Frontier Economics was commissioned by Energy System Catapult (ESC) to consider the potential design, implementation and impact of a tradeable carbon intensity standard. This report has now been published as part of ESC’s Rethinking Decarbonisation Incentives project.
A carbon intensity standard would set an obligation on consumers, producers or suppliers in the energy sector to meet minimum standards for the carbon content of energy that they respectively consume, produce, or sell. Obligated parties that could overachieve the standard would earn tradeable credits that could be purchased by others whose consumption, production or sales do not meet the standard.
Our assessment and modelling found that a tradeable carbon intensity standard may have some practical benefits. In particular, the impact on energy prices may be lower as the cost of purchasing credits incurred by suppliers of a high carbon fuel is offset by the revenue gained by suppliers of the low carbon fuel.
However an intensity standard will generally be less economically efficient than a carbon tax or tradeable permit system.
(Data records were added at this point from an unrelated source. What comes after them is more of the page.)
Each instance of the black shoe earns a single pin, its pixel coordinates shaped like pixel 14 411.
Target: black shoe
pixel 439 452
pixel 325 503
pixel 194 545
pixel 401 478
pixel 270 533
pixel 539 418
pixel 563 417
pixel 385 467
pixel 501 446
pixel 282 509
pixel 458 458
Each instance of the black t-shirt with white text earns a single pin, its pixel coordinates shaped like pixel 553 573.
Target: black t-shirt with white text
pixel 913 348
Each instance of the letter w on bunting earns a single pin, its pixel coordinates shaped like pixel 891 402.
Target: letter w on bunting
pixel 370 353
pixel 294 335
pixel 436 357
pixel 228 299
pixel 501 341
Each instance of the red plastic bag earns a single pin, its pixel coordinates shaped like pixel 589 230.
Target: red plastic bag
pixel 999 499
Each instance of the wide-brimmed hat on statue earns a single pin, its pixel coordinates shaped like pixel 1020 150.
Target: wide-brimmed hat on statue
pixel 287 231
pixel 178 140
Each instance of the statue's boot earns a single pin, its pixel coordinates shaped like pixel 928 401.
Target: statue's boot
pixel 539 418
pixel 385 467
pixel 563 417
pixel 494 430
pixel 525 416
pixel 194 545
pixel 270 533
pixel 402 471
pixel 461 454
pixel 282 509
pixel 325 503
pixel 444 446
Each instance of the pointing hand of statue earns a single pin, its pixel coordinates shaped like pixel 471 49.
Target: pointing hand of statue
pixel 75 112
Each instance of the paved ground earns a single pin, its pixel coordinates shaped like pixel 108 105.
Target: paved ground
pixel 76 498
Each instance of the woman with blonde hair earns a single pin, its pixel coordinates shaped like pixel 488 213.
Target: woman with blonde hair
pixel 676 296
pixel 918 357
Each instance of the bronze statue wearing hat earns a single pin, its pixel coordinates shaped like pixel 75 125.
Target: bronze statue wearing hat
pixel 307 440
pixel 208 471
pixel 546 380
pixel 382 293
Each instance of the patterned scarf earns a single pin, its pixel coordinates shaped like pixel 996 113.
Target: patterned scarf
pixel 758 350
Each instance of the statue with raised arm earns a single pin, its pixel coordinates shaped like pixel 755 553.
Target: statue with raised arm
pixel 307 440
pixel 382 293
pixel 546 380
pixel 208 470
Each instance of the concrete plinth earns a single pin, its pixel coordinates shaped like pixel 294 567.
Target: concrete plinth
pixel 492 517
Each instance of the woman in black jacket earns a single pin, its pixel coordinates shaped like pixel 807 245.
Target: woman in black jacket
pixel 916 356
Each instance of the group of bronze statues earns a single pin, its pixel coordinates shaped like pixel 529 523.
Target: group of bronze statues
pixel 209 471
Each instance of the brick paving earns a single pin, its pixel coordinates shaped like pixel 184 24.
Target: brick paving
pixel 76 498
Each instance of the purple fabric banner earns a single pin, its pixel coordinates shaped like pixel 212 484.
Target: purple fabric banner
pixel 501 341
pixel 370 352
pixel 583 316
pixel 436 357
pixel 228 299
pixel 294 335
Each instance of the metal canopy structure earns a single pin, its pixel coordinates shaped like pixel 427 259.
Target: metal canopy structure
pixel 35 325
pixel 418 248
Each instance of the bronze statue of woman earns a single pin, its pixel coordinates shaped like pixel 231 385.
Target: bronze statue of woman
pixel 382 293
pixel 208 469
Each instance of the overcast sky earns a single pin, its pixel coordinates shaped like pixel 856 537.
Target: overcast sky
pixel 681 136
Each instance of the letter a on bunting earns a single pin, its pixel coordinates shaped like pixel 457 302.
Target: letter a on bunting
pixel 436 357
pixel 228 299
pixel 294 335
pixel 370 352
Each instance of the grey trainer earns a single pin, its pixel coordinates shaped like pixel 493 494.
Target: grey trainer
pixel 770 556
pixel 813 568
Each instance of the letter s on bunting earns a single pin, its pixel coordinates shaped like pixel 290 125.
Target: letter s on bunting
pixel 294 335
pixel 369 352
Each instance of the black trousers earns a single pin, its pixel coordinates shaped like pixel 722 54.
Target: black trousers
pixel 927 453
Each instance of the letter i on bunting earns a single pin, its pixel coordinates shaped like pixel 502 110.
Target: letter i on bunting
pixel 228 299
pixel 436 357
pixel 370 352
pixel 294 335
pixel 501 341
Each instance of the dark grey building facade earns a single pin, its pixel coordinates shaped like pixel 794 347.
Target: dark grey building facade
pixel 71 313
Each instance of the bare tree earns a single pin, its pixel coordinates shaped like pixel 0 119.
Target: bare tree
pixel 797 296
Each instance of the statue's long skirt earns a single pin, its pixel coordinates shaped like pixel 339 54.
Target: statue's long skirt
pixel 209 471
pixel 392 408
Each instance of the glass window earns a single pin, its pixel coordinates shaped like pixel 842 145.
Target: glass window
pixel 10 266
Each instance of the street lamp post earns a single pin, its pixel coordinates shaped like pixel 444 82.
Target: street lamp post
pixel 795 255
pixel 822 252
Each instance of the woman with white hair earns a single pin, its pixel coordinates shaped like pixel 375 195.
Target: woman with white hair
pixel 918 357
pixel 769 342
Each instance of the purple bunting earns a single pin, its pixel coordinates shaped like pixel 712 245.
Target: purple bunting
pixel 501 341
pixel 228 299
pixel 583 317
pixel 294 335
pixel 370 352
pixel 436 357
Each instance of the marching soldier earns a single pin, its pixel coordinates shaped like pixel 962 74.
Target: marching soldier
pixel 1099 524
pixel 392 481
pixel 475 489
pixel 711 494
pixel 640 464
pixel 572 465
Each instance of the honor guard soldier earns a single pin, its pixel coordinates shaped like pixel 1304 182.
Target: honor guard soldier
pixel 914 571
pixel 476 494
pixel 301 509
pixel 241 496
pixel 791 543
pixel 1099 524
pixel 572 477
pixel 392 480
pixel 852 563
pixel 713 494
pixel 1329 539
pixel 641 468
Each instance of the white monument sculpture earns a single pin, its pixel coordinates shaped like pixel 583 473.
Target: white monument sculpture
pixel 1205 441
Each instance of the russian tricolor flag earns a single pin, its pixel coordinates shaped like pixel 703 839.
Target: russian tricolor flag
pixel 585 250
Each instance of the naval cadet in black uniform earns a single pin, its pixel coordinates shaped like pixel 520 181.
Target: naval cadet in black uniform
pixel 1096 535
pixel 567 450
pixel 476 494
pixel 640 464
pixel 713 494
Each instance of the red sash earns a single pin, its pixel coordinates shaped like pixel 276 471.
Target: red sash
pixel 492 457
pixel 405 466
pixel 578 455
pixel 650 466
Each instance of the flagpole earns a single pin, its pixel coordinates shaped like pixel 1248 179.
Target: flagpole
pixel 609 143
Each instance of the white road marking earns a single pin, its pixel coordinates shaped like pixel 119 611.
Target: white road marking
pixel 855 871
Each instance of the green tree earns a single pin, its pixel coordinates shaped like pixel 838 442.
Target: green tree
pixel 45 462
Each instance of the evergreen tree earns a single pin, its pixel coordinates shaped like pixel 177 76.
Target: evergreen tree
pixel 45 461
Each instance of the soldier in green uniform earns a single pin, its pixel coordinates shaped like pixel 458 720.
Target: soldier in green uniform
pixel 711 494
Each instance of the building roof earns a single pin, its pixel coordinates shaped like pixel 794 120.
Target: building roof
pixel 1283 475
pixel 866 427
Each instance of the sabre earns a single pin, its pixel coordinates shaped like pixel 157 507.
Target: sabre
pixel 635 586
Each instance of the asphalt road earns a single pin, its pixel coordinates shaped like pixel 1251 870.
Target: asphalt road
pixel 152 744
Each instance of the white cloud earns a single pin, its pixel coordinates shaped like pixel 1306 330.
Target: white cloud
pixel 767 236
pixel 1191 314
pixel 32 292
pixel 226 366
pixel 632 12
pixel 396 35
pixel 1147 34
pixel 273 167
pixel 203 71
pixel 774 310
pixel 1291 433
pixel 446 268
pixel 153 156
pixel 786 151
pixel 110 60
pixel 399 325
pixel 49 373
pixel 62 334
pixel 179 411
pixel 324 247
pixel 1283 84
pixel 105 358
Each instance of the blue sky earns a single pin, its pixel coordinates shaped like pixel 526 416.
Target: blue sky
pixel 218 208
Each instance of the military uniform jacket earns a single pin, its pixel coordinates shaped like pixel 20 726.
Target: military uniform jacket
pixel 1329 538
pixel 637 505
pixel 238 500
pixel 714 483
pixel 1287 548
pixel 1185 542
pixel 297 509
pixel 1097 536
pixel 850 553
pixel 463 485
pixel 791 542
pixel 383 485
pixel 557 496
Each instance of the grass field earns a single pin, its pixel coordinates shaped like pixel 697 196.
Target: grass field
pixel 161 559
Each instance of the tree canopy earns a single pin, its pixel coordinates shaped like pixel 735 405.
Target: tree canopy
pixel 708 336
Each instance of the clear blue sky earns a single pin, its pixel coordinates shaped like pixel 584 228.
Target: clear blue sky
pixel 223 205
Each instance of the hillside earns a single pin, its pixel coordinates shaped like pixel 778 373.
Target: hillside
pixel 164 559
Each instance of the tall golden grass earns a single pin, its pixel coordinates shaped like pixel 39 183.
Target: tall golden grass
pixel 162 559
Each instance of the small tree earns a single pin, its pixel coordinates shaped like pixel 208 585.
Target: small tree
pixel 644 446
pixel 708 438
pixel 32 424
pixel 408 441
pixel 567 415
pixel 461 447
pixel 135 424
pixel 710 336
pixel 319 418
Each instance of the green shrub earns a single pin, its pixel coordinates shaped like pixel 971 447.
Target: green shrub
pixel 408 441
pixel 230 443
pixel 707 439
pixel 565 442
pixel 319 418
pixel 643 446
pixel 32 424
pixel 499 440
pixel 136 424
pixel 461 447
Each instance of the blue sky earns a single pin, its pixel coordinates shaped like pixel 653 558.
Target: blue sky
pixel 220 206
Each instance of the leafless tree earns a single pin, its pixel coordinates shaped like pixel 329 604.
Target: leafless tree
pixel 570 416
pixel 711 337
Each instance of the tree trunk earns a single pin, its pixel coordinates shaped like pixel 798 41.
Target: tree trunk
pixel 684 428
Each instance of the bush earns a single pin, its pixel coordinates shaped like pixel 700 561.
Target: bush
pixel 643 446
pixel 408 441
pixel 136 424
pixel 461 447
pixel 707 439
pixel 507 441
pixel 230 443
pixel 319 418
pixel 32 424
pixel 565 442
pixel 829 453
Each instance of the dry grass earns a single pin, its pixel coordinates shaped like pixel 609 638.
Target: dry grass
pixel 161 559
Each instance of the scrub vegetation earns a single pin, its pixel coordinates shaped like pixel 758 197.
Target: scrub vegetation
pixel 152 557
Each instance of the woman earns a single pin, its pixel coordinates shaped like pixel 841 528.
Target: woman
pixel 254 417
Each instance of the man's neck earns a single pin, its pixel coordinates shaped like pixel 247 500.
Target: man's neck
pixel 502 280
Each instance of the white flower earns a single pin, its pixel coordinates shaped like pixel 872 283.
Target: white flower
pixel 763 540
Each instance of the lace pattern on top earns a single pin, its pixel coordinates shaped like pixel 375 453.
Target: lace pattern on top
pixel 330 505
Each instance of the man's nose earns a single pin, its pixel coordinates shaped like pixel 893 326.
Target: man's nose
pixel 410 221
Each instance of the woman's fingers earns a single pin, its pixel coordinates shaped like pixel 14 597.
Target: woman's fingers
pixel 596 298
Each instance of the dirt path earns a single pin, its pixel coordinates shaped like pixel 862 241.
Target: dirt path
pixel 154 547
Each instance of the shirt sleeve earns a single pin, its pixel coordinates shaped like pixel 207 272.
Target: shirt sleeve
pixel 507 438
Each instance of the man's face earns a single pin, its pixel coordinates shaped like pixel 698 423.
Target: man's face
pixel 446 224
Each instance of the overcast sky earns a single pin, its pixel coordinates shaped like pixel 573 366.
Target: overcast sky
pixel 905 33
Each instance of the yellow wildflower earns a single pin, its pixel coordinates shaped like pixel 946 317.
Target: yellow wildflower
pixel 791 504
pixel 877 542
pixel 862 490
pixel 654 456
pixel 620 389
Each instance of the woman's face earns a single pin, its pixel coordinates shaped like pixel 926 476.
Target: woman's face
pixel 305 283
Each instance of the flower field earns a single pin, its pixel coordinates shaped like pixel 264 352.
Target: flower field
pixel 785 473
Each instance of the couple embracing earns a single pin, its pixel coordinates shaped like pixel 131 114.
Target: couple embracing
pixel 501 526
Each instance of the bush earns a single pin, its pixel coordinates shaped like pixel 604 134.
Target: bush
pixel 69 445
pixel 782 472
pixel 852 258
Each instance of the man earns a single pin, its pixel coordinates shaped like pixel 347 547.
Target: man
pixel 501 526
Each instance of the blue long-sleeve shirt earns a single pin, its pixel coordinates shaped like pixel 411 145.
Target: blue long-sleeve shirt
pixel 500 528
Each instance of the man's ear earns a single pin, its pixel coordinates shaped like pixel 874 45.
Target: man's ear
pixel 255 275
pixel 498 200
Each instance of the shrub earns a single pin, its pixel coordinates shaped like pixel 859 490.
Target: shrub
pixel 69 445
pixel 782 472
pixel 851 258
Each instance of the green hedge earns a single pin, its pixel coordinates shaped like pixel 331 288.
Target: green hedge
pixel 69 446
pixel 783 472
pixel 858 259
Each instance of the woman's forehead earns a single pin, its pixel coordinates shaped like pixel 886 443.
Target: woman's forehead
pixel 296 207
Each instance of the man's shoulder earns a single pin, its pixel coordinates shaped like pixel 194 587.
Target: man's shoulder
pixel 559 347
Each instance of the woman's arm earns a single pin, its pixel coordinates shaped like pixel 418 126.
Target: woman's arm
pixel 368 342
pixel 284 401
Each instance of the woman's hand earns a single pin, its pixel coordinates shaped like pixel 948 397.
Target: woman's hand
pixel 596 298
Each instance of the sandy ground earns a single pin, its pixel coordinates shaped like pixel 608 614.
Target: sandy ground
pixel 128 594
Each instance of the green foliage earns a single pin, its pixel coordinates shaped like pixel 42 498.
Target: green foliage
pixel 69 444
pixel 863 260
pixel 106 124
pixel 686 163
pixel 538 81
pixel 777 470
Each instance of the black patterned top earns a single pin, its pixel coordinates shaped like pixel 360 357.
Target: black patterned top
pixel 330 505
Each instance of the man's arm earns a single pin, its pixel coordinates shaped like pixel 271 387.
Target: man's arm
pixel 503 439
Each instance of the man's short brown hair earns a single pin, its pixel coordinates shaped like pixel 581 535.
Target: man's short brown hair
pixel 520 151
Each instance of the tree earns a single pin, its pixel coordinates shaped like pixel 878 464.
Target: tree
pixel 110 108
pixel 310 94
While the standard acts as an implicit tax on fuels with an intensity above the standard, it also acts as an implicit subsidy for any fuel with a carbon intensity below the standard. This means that the effective price per tonne of carbon for different abatement options will differ, and the carbon intensity standard will not deliver abatement at least cost across the economy. To minimise the distortions associated with this type of policy, careful design would be crucial.
Frontier has also considered the links between productivity and climate change policy for ESC’s Rethinking Decarbonisation project.